Not who we are, but what we do: Bruce Jenner, Laverne Cox and trans activism

by Ashton Skinner
Guest Columnist

2015 has been a tipping point for transgender visibility and media representation. With TV shows like “Orange is the New Black,” “Glee,” “Transparent,” “The T Word” and “Becoming Us,” transgender actors and characters are entering more American homes than ever before.

But arguably the two most public figures of this new branch of media are actress Laverne Cox and decathlon champion-turned reality TV star Bruce Jenner.Both celebrities were assigned male at birth and must face the spotlight every day while trying to succeed in life as the women they truly are. They also represent the diversity within the transgender community; they are famous in part because of their shared identity, but the lives they lived before the spotlight could not have been more different. Cox came from a traditionally marginalized group—poor, black, gay men—while Jenner grew up in the height of privilege as a white, healthy, straight male.

It is easy to think about privilege as a one-dimensional issue. For instance, we may claim that “all transgender people will face discrimination” or that “all white people have it easy.” However, these claims are false because of the many nuanced layers of intersection that each of us carries within our identity. These intersections of identity could not be more crucial in distinguishing how the Jenner and Cox speak up about transgender.

Seventeen million people watched Bruce Jenner’s interview with Diane Sawyer just on the day that it aired, according to USA Today.

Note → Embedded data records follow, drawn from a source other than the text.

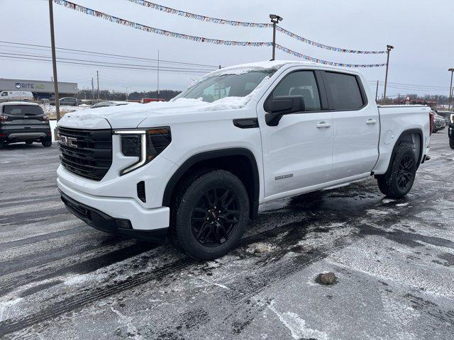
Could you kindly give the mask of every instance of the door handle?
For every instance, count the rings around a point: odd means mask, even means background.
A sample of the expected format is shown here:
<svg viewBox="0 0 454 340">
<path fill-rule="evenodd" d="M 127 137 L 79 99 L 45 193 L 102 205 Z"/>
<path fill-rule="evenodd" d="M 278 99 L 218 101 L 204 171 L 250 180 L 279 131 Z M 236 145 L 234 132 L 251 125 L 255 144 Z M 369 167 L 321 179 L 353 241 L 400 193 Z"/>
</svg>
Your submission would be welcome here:
<svg viewBox="0 0 454 340">
<path fill-rule="evenodd" d="M 329 123 L 320 122 L 315 126 L 317 127 L 317 129 L 323 129 L 323 128 L 330 128 L 331 125 Z"/>
</svg>

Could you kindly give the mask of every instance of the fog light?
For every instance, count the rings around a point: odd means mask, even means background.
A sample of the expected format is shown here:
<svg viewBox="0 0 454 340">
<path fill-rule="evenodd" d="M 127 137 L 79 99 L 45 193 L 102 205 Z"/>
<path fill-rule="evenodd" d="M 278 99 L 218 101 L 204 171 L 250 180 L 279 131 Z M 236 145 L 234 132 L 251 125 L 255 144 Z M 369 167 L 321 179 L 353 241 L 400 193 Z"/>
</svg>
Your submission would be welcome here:
<svg viewBox="0 0 454 340">
<path fill-rule="evenodd" d="M 116 226 L 120 229 L 131 229 L 131 222 L 129 220 L 115 220 Z"/>
</svg>

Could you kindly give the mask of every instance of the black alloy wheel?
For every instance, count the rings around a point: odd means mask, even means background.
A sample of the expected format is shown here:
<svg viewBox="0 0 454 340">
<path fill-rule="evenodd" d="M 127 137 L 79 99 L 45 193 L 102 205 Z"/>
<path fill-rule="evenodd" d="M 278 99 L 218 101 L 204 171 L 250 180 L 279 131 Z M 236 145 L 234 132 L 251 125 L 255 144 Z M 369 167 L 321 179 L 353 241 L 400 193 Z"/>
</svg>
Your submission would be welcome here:
<svg viewBox="0 0 454 340">
<path fill-rule="evenodd" d="M 206 191 L 192 209 L 191 227 L 194 237 L 205 246 L 219 246 L 228 240 L 240 217 L 238 198 L 228 188 Z"/>
<path fill-rule="evenodd" d="M 414 157 L 406 154 L 400 160 L 397 170 L 397 186 L 402 191 L 406 191 L 409 183 L 413 183 L 414 178 Z"/>
</svg>

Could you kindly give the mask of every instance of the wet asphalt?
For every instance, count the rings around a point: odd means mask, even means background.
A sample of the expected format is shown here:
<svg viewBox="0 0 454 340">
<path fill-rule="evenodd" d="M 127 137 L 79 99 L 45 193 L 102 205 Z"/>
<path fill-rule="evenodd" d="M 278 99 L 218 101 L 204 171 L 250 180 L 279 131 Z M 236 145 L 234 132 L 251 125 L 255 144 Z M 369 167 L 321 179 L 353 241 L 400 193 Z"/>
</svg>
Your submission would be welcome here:
<svg viewBox="0 0 454 340">
<path fill-rule="evenodd" d="M 0 339 L 452 339 L 454 150 L 445 132 L 401 200 L 373 178 L 260 208 L 199 262 L 70 215 L 56 145 L 0 151 Z M 333 271 L 337 283 L 316 282 Z"/>
</svg>

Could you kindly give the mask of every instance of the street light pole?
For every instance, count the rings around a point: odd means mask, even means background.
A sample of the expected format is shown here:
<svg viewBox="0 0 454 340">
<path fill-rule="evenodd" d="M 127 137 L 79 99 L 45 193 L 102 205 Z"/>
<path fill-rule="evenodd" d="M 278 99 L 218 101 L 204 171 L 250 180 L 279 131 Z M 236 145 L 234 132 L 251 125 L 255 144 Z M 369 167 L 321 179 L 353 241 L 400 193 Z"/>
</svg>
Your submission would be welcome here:
<svg viewBox="0 0 454 340">
<path fill-rule="evenodd" d="M 282 18 L 276 14 L 270 14 L 270 18 L 272 23 L 272 57 L 271 60 L 274 60 L 276 55 L 276 25 L 282 20 Z"/>
<path fill-rule="evenodd" d="M 448 110 L 451 109 L 451 102 L 453 101 L 453 74 L 454 73 L 454 69 L 449 69 L 448 71 L 451 72 L 451 84 L 449 86 L 449 102 L 448 103 Z"/>
<path fill-rule="evenodd" d="M 58 79 L 57 78 L 57 57 L 55 53 L 55 38 L 54 34 L 54 10 L 52 0 L 49 0 L 49 22 L 50 23 L 50 46 L 52 47 L 52 67 L 54 76 L 54 97 L 55 98 L 55 113 L 57 121 L 60 120 L 60 101 L 58 100 Z"/>
<path fill-rule="evenodd" d="M 389 67 L 389 52 L 391 52 L 391 50 L 392 50 L 394 47 L 394 46 L 391 46 L 390 45 L 386 45 L 386 52 L 387 52 L 387 61 L 386 61 L 386 76 L 384 76 L 384 91 L 383 91 L 383 98 L 386 101 L 386 89 L 387 86 L 388 86 L 388 69 Z"/>
</svg>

Laverne Cox has had an even greater impact this year and became a household name after she was featured on the cover of TIME Magazine, awarded a daytime Emmy and named one of TIME’s 100 Most Influential People of 2015. Jenner and Cox carry an enormous degree of power and influence in improving the lives of those in their community—a responsibility as enormous as the task itself.

Transgender Americans (an estimated 2 percent of the population) have staggering disadvantages in our country today. The average life expectancy of a transgender American is 36—transgender women of color are 16 times more likely than the average American to be murdered, and transgender suicide attempt rates are 20 times that of the overall population. The poverty and unemployment rates for transgender adults are double that of the national average. You can legally be fired for being transgender in 32 U.S. states and an estimated 97 percent of transgender people report experiencing discrimination or harassment at work. For the rights of this community, there is nowhere to go but up.

Cox has used her celebrity to increase the visibility and understanding of transgender people, in part because of her experience with marginalization in the past. Jenner, on the other hand, has been fairly silent about the important work that needs to be done—the potential product of a past full of privilege. There is no doubt that the country is watching these and other transgender public figures—we must all hope that they will use their influence to fix society and its mistreatment of transgender and gender-nonconforming people.